Tony Blair's Palestinian pickle
Critics who say he can't make a difference underestimate his determination.
As the British would say, using that slangy phrase that conveys puzzlement, incredulity, and grudging admiration, it "takes the cake."
Having lost support and the prime ministership for embarking on a difficult war in one Arab country, Iraq, Tony Blair is taking on a new, seemingly intractable problem in another Arab territory, the arid Palestinian lands of Gaza and the West Bank.
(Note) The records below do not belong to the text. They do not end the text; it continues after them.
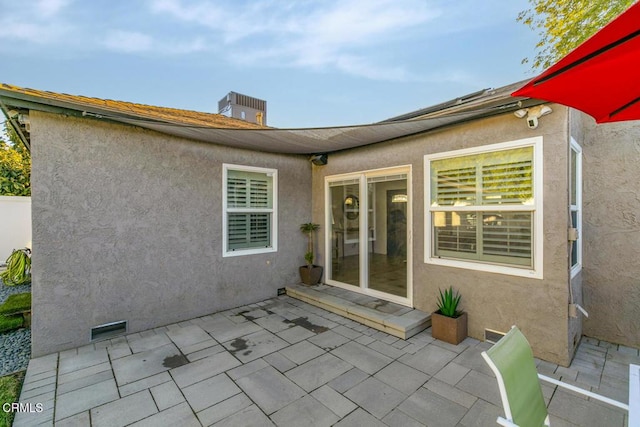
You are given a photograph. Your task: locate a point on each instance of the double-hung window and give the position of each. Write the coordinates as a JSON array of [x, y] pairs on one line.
[[484, 208], [249, 210]]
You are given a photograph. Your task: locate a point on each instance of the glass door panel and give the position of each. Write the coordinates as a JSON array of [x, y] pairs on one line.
[[345, 231], [387, 226]]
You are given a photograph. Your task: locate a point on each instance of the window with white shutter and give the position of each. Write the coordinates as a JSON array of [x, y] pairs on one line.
[[484, 208], [249, 210]]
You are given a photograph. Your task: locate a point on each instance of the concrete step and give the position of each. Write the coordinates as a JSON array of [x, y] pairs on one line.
[[394, 319]]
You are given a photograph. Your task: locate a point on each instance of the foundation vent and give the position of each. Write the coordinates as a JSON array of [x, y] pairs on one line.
[[493, 336], [108, 330]]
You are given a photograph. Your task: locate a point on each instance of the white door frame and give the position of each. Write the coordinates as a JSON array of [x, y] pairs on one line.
[[364, 233]]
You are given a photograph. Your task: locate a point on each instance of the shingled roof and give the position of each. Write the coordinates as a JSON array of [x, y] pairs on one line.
[[222, 130], [151, 112]]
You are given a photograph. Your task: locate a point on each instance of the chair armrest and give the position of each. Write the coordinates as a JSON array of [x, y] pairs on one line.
[[505, 422], [584, 392]]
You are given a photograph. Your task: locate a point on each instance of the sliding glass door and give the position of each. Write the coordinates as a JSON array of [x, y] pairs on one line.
[[369, 233]]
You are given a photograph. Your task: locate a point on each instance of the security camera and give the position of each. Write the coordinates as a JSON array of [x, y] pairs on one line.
[[319, 159], [533, 114]]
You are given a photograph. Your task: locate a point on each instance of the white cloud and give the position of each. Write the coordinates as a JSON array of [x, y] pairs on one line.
[[128, 41], [340, 35], [50, 8], [136, 42], [36, 22]]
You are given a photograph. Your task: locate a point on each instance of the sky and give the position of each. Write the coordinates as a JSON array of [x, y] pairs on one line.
[[317, 63]]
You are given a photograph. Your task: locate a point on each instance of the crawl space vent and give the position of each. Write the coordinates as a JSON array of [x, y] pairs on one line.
[[108, 330]]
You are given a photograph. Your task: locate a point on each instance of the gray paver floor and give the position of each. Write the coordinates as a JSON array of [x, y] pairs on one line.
[[284, 362]]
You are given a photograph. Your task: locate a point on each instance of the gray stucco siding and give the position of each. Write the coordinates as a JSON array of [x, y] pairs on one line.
[[128, 226], [611, 229]]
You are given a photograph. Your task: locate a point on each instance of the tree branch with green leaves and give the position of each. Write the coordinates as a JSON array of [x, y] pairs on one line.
[[564, 24]]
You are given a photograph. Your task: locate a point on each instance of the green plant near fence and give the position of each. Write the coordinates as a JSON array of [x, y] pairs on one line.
[[18, 268]]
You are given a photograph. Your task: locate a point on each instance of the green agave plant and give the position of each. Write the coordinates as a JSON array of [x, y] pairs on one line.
[[448, 302], [18, 268]]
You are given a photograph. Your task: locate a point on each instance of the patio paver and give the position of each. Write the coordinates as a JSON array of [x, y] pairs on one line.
[[284, 362]]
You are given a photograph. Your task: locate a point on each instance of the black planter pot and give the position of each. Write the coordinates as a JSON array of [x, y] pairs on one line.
[[310, 276]]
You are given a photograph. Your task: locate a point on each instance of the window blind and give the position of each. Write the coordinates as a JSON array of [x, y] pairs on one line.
[[250, 196], [467, 187]]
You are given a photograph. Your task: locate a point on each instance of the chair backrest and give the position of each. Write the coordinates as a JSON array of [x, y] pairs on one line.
[[512, 362]]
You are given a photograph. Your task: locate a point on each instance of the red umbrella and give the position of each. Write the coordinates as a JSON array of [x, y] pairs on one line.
[[601, 76]]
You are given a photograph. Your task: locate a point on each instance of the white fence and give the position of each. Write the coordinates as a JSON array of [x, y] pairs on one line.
[[15, 224]]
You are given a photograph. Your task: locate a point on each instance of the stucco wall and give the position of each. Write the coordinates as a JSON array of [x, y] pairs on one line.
[[15, 224], [127, 225], [611, 227], [493, 301]]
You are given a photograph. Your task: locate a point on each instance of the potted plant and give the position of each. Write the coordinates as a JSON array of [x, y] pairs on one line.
[[310, 274], [449, 324]]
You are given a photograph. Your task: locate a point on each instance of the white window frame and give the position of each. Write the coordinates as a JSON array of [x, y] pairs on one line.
[[226, 167], [577, 207], [537, 210]]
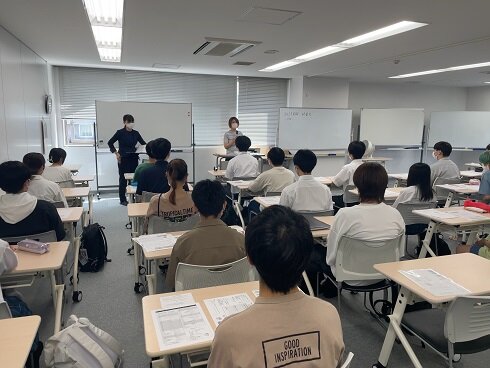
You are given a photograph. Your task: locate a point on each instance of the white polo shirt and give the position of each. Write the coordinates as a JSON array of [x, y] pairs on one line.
[[242, 165], [344, 177], [307, 194], [273, 180], [47, 190], [445, 169]]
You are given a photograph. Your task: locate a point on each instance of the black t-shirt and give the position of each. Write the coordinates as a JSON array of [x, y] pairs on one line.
[[44, 218]]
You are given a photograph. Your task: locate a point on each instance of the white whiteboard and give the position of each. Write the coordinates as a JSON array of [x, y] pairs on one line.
[[172, 121], [392, 127], [463, 129], [315, 129]]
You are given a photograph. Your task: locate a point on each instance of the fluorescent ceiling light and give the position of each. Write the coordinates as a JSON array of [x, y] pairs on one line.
[[375, 35], [434, 71], [106, 19]]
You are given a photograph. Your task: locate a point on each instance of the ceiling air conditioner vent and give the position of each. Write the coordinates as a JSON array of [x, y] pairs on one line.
[[224, 47]]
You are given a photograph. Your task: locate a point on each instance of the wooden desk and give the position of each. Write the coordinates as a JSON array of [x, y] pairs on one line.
[[461, 268], [83, 180], [391, 194], [68, 217], [152, 302], [458, 223], [16, 338], [81, 192], [29, 264]]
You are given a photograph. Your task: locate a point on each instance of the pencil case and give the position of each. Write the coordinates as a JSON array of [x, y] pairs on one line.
[[33, 246], [483, 206]]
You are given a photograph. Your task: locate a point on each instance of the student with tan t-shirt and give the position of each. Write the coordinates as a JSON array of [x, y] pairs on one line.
[[284, 326], [176, 205]]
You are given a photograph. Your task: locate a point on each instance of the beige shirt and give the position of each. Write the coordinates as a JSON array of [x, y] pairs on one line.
[[273, 180], [182, 209], [290, 330], [57, 173], [211, 242], [47, 190]]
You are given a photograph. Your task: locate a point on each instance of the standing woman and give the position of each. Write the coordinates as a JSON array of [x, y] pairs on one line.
[[230, 136], [127, 159]]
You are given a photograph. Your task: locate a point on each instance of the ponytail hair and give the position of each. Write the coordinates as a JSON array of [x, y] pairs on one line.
[[177, 171]]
The question is whether the Palestinians themselves have just squandered another opportunity to position these territories as the cornerstone of an independent state living in amity with their protagonist neighbor Israel. A peaceful resolution of the hostility between Palestinians and Israelis might be the key to resolving many other problems in the Middle East.
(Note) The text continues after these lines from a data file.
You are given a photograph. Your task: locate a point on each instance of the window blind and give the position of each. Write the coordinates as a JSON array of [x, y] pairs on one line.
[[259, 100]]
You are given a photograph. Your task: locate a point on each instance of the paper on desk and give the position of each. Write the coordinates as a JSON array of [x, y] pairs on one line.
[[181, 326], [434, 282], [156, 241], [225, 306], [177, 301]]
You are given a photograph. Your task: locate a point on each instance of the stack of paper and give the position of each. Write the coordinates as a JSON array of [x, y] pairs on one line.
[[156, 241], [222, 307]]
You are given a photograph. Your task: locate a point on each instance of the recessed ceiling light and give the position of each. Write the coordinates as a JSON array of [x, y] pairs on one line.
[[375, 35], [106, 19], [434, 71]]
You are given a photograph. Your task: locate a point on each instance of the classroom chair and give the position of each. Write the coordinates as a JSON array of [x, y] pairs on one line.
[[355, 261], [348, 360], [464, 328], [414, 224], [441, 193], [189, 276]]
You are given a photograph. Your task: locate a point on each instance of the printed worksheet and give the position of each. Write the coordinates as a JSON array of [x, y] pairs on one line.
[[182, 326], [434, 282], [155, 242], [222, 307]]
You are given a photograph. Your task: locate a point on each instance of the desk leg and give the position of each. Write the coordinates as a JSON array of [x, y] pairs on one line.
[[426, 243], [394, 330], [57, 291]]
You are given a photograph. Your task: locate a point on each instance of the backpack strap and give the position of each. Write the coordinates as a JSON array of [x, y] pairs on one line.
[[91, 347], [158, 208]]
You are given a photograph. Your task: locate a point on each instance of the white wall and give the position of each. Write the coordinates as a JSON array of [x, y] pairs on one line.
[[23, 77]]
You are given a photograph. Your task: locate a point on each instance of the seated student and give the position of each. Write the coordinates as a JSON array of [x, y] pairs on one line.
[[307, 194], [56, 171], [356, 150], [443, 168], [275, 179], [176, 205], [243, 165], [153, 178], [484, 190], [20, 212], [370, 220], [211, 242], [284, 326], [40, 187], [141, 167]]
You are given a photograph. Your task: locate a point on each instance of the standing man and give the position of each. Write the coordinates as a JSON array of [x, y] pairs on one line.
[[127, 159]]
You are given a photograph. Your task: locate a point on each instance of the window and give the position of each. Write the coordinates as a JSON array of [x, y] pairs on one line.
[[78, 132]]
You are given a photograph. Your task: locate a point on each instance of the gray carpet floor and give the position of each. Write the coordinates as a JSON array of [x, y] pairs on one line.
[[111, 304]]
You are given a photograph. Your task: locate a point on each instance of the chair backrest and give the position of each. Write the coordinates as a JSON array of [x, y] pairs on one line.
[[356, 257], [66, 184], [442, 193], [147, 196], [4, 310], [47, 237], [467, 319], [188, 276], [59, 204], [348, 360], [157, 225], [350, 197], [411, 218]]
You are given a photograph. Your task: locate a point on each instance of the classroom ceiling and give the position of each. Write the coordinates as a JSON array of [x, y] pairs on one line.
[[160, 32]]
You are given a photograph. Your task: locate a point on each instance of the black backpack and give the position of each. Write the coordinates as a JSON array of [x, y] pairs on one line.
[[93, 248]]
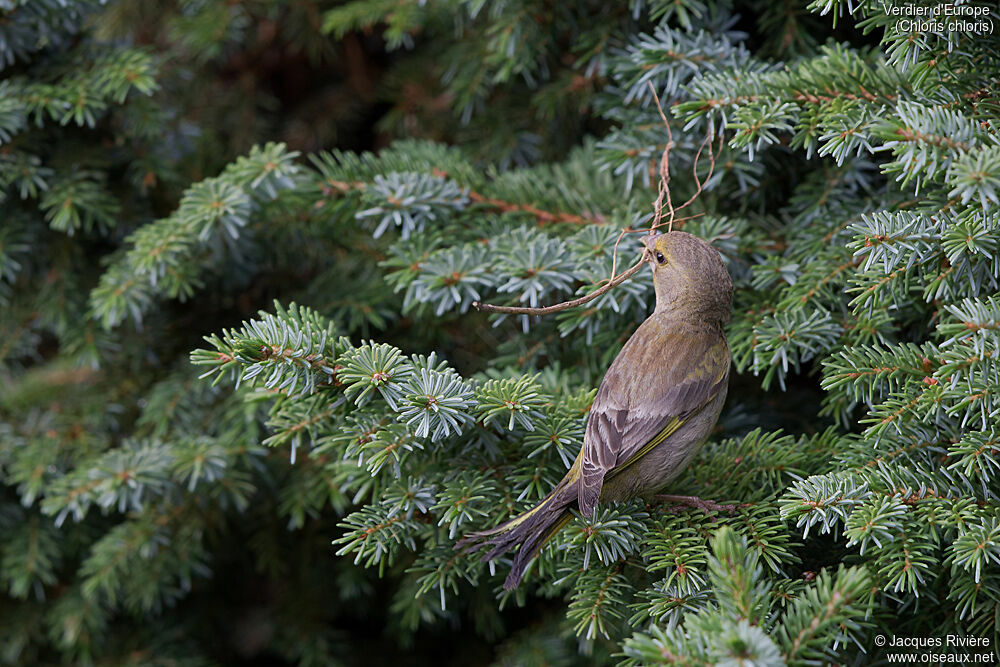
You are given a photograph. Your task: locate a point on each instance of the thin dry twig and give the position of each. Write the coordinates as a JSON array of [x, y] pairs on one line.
[[663, 200]]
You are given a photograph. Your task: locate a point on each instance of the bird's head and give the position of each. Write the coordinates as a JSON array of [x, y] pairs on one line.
[[688, 276]]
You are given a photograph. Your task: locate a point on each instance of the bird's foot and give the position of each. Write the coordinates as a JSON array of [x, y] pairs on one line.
[[698, 503]]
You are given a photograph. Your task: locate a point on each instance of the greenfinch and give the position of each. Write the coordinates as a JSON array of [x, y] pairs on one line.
[[658, 401]]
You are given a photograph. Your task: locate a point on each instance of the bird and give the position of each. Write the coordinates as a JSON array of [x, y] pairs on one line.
[[656, 405]]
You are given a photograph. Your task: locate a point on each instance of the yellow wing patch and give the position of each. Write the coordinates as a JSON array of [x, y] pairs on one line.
[[671, 426]]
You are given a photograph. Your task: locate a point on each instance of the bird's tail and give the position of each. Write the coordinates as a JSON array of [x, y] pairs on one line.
[[531, 530]]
But Israel cannot accept a neighboring state that is pledged to destroy it, and that is exactly what Hamas, the Islamist party with a military arm that seized control of Gaza last month, has vowed to do. Its charter calls for the destruction of Israel and the planting of "the banner of Allah over every inch of Palestine." It would establish an Islamist state not only in Gaza, but in the West Bank, where the moderate president of the Palestinian Authority, Mahmoud Abbas, runs an administration that is acceptable to Israel, the United States, and the European Union (EU).
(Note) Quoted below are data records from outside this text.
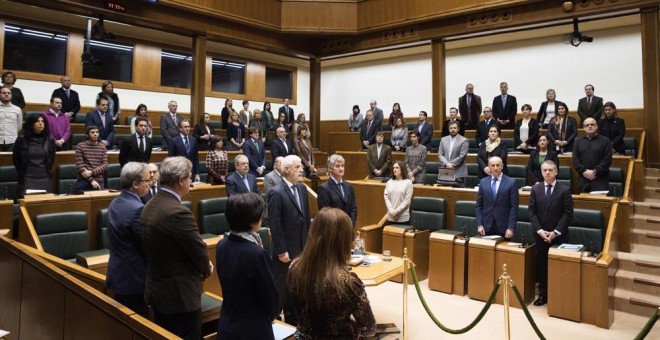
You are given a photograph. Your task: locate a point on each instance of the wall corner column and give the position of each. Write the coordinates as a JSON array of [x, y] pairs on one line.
[[650, 18], [198, 88], [438, 82], [315, 99]]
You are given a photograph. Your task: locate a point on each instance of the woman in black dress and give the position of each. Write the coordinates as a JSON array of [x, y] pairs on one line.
[[34, 154]]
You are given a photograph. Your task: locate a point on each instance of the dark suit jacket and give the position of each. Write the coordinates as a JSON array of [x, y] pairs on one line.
[[383, 164], [178, 149], [168, 128], [256, 158], [469, 115], [250, 297], [291, 117], [70, 103], [127, 267], [595, 111], [501, 210], [425, 135], [129, 150], [178, 258], [507, 112], [277, 148], [330, 196], [368, 134], [234, 184], [554, 215], [533, 136], [289, 224], [106, 133]]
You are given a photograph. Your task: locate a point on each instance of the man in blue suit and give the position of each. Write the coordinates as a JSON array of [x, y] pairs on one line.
[[103, 120], [241, 180], [186, 146], [497, 202], [255, 151], [127, 267], [425, 130]]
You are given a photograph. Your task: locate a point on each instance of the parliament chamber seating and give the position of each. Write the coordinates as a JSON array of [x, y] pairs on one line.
[[63, 234], [211, 217]]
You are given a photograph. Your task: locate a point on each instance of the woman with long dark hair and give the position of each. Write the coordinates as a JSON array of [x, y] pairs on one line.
[[324, 294], [34, 155]]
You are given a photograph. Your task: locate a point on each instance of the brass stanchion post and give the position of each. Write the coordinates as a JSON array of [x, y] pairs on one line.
[[406, 263], [505, 281]]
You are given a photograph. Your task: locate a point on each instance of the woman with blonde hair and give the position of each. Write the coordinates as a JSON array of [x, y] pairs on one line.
[[324, 294]]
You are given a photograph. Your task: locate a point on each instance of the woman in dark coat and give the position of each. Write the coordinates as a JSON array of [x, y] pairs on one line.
[[34, 155]]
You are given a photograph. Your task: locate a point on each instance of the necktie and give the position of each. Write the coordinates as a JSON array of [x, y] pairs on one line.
[[493, 187], [295, 194]]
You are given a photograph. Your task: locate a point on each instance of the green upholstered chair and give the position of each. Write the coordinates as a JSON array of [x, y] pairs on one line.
[[465, 218], [66, 178], [586, 227], [63, 234], [211, 217], [427, 213]]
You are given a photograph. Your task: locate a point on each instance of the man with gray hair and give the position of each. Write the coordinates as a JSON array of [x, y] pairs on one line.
[[241, 180], [289, 217], [178, 258], [127, 267], [337, 193]]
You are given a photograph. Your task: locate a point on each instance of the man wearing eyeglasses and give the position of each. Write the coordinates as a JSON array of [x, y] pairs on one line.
[[127, 267], [592, 158]]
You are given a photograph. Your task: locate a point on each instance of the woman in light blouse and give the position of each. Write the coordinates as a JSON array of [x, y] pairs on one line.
[[399, 135], [526, 132], [216, 162], [398, 195]]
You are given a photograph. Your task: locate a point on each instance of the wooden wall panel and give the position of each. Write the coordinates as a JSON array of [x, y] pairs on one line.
[[146, 65], [315, 16]]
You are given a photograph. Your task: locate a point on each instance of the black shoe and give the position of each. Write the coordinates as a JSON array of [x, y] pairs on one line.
[[540, 301]]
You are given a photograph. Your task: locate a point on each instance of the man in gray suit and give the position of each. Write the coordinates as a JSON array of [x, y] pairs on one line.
[[168, 124], [452, 151]]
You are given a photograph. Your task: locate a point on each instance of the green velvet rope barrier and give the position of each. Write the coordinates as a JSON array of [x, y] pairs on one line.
[[437, 322], [526, 311], [647, 328]]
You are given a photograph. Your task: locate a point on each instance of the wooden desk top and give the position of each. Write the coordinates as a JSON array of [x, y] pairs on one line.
[[379, 272]]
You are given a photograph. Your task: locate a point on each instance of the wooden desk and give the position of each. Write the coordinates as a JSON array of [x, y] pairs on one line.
[[379, 272], [481, 267], [564, 277], [521, 268]]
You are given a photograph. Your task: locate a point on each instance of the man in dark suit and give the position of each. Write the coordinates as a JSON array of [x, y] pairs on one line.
[[550, 211], [497, 202], [281, 146], [136, 148], [241, 180], [169, 123], [505, 107], [335, 192], [186, 146], [178, 258], [127, 267], [469, 106], [288, 111], [289, 217], [70, 100], [368, 130], [590, 105], [255, 151], [103, 120], [483, 126], [379, 158], [425, 130]]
One further complication is that Hamas, whose military arm has a record of terrorism and is backed by Iran, won a legitimate victory in parliamentary elections last year, largely because it has a reputation for good works among the Palestinian people. By contrast, the Fatah party of President Abbas, carrying the mantle of deceased leader Yasser Arafat, has a reputation of corruption and incompetence.
Into this messy political situation now steps Mr. Blair as the emissary of the Quartet, the combination of the US, the EU, the United Nations, and Russia that seeks to impose order and stability upon it. He does not do so with universal optimism. Some say that his closeness to President Bush and his support of the war in Iraq is a liability that will hobble his effectiveness with militant Arabs. Hamas spokesman Ghazi Hamad has said that while he was Britain's prime minister, Blair "was not honest and was not helpful in solving the conflict in the Middle East."
However, the critics may be underestimating Blair's longstanding determination to solve the Palestinian-Israeli conflict. Despite his alliance with Bush in toppling Saddam Hussein and prosecuting the Iraq war, he continually nagged the American president for greater US involvement in the Middle East peace process. Blair has also been exercised by the human plight of the Palestinians. Nor should the doubters forget that his impassioned support of the Iraq war, despite the loss of political support in Britain, was motivated in large part by his disgust for the tyranny of Hussein and his heartfelt belief that all mankind yearns for, and deserves, liberty.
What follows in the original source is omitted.